Alon praune wis nengah
Pyak pyuk pyak banyu binelah
Ora jemu jemu karo mesem ngguyu
Ngilangake rasa longkrah lesu
Mereka, anak-anak desa yang belum pernah sekalipun mencercap angin pantai dan gemuruh ombak itu, saling berpandangan sambil berkacak pinggang, bertukar senyum dan tawa di bawah naungan pohon srikaya. Dua anak saling menggelitik, ibarat kehangatan sore yang tersimpul tak pernah kehabisan dayanya. Tak terasa Jalu pun kian terpanggil untuk menyelam lebih dalam, mendekap gairah yang pernah menguatkannya tiga setengah dasawarsa lalu.
Athik njawil mas
Jebul wis sore
Witing kelapa katon ngawe awe
Prayogane becik balik wae
Dene sesuk esuk
Tumandang nyambut gawe
Berulang-ulang mereka menyanyikan komposisi lagu dolanan itu dengan membahana, meski tak satu pun dari mereka peduli atau sampai terbesit tanya, siapakah yang mengarangnya?
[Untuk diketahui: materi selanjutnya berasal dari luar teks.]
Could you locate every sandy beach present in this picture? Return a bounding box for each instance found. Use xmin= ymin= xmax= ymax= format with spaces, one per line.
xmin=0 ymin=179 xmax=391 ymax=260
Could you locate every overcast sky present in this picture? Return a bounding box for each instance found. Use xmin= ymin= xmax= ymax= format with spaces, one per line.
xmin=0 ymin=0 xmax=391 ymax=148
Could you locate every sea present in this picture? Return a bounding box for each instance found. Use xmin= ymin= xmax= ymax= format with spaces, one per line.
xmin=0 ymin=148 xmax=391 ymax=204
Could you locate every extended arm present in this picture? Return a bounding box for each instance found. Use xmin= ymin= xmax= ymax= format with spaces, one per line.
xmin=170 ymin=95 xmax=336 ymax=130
Hingga kemudian pasamuan gembira itu beranjak surut, tatkala dari kejauhan terdengar teriakan dan terlihat lambaian tangan memanggil salah satu di antara mereka. Nyanyian pun menyusul terhenti, saat sayup-sayup suara radio transistor menyiarkan sinopsis sebuah sandiwara bersambung kegemaran mereka. Anak-anak desa itu semburat demi menyongsong perayaan imajinasi berikutnya. Bersamaan dengan itu, sehelai "blarak" jatuh tak jauh dari "andang pring", setelah sebelumnya puas menjadi saksi kearifan sebuah karya yang mengalir tulus membelai .
***
“Le, buruan tidur. Besok kamu masih harus sekolah!
Sebentar Mak, Jalu belum ngantuk!”
Biar saja bu, kalau sudah ngantuk nanti juga bakal tidur sendiri!
Benar saja, tak lama kemudian suara terbata-bata 'recorder sopran' Jalu menghilang. Di dalam mimpi, dia masih melanjutkan melatih tarian jemarinya mengeja nada-nada Swara Suling dan Dara Muluk yang sudah seminggu ini membanjiri telinganya. Sampai-sampai tanpa dia sadari, sosok seorang kakek telah berdiri di sampingnya.
Oh, mbah siapa?
Namaku Sunarto, Le! Kamu boleh panggil Mbah Narto.
Mbah Narto siapa?
“Tak perlu kau kenal aku sekarang, jika kelak kamu akan tahu sendiri.
Maksudnya Mbah?
Karena semakin menjauh dari hari ini, semuanya akan berangsur benderang.”
Saya masih belum paham, Mbah!
Sudahlah, kamu lanjutkan latihanmu supaya gurumu di sekolah senang!
"NGIIINGGG!"
Jalu seketika terbangun karena suara speaker masjid kampung sebelah yang tiba-tiba meraung. Rentetan nyanyian fals Lagu Turi-turi Putih yang diiringi ketipuk rebana dan dentam bass-drum yang bikin gatal telinga mengingatkannya tentang sesuatu. Bahwa belum lama dia terbangun dan itupun sama-sekali belum beranjak dari empuknya kasur sejak pagi tadi.